Su sorpresa fue mayor cuando, tras tocar a la puerta, los recibió de golpe el aroma de la comida recién preparada y las risas de un grupo de gente que, en sus mejores galas, escuchaba música mientras bebía ron sin hielo. Sin parar de hablar los recibieron, les pusieron un vaso en la mano y los sumergieron en una fiesta que habría de terminar varias horas más tarde. Cantaron, bailaron, celebraron la suerte del hijo, el hermano, el sobrino que había podido salir de Cuba e ingresar a una escuela en la que, con certeza, tendría más oportunidades que todos ellos.
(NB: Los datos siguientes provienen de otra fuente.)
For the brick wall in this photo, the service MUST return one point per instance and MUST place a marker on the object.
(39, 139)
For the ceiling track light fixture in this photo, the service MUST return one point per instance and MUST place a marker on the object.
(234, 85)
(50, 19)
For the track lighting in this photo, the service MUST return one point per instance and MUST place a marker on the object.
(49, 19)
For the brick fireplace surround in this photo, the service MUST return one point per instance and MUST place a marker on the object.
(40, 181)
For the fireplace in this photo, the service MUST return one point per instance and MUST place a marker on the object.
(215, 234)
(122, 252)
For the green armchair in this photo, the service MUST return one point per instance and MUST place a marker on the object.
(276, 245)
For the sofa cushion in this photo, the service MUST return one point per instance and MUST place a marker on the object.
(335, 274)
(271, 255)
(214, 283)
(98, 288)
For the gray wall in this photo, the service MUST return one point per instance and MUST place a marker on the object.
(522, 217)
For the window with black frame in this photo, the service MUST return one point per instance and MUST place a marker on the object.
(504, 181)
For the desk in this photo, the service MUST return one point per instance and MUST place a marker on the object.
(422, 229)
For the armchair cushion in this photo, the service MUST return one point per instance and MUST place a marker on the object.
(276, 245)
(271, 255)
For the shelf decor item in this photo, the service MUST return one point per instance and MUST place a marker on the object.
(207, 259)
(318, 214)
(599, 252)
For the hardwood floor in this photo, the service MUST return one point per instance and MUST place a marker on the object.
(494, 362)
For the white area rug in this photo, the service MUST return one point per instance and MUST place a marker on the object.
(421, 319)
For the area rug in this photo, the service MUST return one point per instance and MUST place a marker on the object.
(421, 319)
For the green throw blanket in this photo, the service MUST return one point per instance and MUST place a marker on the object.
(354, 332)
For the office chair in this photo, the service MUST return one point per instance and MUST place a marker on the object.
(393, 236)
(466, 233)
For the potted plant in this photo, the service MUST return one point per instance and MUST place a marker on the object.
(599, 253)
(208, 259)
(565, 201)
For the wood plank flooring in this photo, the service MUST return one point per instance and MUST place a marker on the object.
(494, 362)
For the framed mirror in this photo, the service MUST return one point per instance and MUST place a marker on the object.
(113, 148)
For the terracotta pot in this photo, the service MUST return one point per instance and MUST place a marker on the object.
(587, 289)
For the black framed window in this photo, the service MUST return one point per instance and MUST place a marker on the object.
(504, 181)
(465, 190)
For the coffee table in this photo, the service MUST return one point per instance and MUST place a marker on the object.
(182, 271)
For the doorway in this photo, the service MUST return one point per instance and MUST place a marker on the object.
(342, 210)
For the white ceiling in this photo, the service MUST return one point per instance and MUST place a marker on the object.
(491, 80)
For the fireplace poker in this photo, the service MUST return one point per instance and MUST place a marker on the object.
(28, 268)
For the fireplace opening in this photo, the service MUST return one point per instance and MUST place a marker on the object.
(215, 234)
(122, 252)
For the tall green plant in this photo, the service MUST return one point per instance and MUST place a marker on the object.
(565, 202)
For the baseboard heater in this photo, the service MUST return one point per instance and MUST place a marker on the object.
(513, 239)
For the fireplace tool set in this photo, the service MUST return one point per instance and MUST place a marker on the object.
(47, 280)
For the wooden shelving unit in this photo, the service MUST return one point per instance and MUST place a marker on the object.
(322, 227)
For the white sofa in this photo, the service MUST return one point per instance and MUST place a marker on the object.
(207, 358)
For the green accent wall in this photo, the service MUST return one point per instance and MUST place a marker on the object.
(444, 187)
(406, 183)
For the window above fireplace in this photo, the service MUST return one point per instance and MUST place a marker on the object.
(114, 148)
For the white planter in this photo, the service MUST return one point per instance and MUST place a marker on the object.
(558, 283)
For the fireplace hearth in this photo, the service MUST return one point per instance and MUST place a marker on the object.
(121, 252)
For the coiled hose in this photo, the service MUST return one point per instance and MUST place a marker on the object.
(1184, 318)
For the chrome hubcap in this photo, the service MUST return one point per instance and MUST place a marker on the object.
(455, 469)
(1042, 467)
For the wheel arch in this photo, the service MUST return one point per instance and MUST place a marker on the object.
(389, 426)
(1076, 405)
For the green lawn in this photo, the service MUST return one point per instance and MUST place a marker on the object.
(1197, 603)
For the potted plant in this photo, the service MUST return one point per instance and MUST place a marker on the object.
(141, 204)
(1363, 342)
Y había que festejarlo.

 

Las preguntas iban y venían, con el asombro de quien conoce por primera vez una vida cotidiana tan distinta de la propia. Al final, el hermano lo apartó por un momento y le solicitó un favor especial: habían preparado un regalo de navidad para el ausente y querían pedirle que lo llevara de regreso. Eduardo, sin más, aceptó. El taxista los vio llegar con un paquete cerrado y su curiosidad crecía por instantes. ¿Era algo para ellos? ¿O era algo que les habían dado para que dieran a alguien más? ¿Sabían que era algo que tendría que reportar a sus superiores?

 

Lo despacharon con una propina principesca y comenzaron a decidir qué hacer con el paquete. Evidentemente, el hecho de que estuviera cerrado despertaría las sospechas ante cualquier revisión rutinaria. Les preguntarían sobre su contenido, y no podrían decir en qué consistía. ¿Y si fueran documentos, grabaciones, o cualquier cosa que los pudiera comprometer? Eduardo zanjó la discusión con una frase lapidaria: yo no me aviento un Midnight Express en Cuba. Tomaron un cuchillo, y abrieron el regalo navideño. Cuando su contenido cayó sobre la cama encontraron una botella de shampoo, un cortauñas, algunos jabones y desodorantes junto con un cepillo de dientes. La familia había ahorrado, había hecho un esfuerzo, para enviarle algo que para ellos era, por lo escaso, muy preciado. Eduardo recogió las cosas, avergonzado, y destapó una nueva botella de ron.

 

 

En realidad, no importa si la reanudación de relaciones bilaterales es un triunfo para el capitalismo o para el comunismo. No importa si es parte de una jugada maestra contra Putin, o si en lo que pasó es que el régimen castrista no pudo ser doblegado. Lo que importa es que la gente viva mejor, y éste, sin duda, es un gran primer paso. Feliz Navidad.